Using Your Privacy

Why not make your data work for you?

Dilosen Naicker
Sep 18, 2019 · 3 min read

I was a first adopter to new technologies, hardware and software — hordes of applications and beta testing new entrants, supplying my information to random databases, somewhere in the world. More recently, I have become more protective of my privacy and information.

The irony is, I willingly gave my data to these services to sign up and document my existence in various different ways, as a means to use the application or service.

What I have discovered is that companies thrive on consumer data. They need it to re-market and sell products and services to the end-user. Digital marketing has given us tons of data, which has been supplied by the consumer themselves through their online and possibly offline activities.
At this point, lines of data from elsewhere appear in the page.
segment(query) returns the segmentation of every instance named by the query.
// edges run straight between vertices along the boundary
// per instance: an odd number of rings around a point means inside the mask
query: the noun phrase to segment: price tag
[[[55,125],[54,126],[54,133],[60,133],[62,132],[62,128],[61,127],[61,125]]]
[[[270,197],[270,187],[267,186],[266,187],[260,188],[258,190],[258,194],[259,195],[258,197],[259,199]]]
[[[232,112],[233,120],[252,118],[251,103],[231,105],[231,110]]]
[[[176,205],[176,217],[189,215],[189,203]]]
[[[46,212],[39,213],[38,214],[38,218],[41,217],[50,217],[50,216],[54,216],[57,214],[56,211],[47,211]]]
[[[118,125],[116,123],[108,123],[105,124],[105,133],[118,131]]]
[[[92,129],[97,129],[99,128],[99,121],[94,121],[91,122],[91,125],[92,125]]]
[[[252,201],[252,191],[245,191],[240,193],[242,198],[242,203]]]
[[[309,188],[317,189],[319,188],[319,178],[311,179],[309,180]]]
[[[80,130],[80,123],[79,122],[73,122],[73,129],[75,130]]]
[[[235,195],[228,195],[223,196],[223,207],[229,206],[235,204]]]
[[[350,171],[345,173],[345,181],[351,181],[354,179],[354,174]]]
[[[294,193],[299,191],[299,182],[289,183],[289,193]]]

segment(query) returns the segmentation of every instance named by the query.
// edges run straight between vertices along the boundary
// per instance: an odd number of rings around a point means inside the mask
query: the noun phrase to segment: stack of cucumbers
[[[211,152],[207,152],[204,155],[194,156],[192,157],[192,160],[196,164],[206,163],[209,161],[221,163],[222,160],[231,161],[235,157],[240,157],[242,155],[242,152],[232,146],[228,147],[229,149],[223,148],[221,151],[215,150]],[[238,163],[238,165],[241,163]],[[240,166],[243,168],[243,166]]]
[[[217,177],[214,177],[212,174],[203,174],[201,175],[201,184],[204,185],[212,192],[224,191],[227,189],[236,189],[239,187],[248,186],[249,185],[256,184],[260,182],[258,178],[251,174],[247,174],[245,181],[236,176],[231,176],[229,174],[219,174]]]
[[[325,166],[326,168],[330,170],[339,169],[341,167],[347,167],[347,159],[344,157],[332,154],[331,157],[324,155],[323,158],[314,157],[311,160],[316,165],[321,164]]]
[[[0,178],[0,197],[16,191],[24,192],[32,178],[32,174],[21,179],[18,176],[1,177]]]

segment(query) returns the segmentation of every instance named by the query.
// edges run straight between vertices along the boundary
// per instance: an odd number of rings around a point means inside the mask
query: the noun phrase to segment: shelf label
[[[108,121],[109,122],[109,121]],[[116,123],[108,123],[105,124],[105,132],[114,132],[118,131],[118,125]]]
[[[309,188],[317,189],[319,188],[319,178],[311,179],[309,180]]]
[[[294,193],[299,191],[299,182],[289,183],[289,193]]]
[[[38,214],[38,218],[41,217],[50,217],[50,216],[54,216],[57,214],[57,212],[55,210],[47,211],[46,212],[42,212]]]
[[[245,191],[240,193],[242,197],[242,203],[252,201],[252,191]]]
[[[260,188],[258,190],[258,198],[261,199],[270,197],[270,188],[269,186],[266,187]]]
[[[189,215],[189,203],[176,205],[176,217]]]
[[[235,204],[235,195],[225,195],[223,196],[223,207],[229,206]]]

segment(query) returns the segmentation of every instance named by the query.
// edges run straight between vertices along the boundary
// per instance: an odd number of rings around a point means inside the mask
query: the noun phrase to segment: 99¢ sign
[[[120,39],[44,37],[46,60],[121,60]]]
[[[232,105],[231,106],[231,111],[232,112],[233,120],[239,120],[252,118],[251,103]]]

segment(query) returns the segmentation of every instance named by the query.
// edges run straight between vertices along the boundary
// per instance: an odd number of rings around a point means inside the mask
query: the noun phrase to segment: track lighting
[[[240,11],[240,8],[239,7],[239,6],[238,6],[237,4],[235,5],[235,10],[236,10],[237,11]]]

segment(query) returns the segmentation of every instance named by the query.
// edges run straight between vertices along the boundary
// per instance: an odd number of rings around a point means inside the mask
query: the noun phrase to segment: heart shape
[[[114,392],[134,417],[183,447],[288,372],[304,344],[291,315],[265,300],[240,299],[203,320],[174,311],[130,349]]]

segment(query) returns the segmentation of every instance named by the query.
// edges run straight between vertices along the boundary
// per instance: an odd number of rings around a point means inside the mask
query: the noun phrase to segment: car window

It could be the things they like, follow and bookmark or their browsing history and purchases.

Data sales is a big commodity. It’s trade and industry. It’s the currency to with which marketing thrives. Businesses in the game of data capturing (almost every single business has a database) re-purpose this data into selling points like advertising on their platform. Google is just a website. Nothing more, nothing less. They just have enough data to sell it to other businesses.

“Advertise on our platform and reach customers from all over the world- and you can be specific.” That’s an attractive selling point.

From a consumer(user) perspective, why don’t we control the data we provide? Well, we’ve been disillusioned in providing life data to businesses for free — in return for social recognition and awareness.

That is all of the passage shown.